Because the fellows come to the program in varying stages of their lives and academic careers, their reasons for persisting also vary widely. “It is vital to acknowledge intersectionality in all aspects of social justice work—including race, gender, sexuality, ability, class and more,” says fellow Annemarie Elguera.
“I do not expect the work to be easy, but in hopes of a better future, it’s essential to acknowledge the origins of racial injustice and listen to the voices most affected by it.”
Trigger events in their lives pushed the students to apply to become a part of the organization, which annually produces interns for agencies, government and community organizations focused on justice issues—from the Department of Veterans Affairs to the St. Pete Youth Farm.

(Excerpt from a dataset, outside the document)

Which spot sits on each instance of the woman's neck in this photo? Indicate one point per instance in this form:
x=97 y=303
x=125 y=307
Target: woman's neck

“During my freshman year of undergrad, a sociology course on race, gender and class inequality exposed me to the role the law plays in both discrimination and reformation,” says fellow Monica Saad. “Fueling my passion for social change, I entered the legal field in hopes of advocating for oppressed communities and marginalized voices.”
Each fellow acknowledges the importance of the work to create equity and demonstrates a thirst for knowledge.
“Racial justice action is important to me because I have seen and experienced other forms of injustice and believe in the power of creativity to promote change,” says fellow Kiley Woods.
“After witnessing the COVID-19 pandemic disproportionately impacting the Black community due to disparities, [my career in journalism] was no longer enough,” Brokaw says. “I wanted to become a legal advocate for racial justice.”
Fellow Celeste Paultre explains the cohort’s overall driver best. “No one should ever have to feel alone or different because of the color of their skin or the shape of their nose, and I believe that by making connections in the community and starting conversations, we can begin to heal together and actualize our aspirations for future generations,” she says.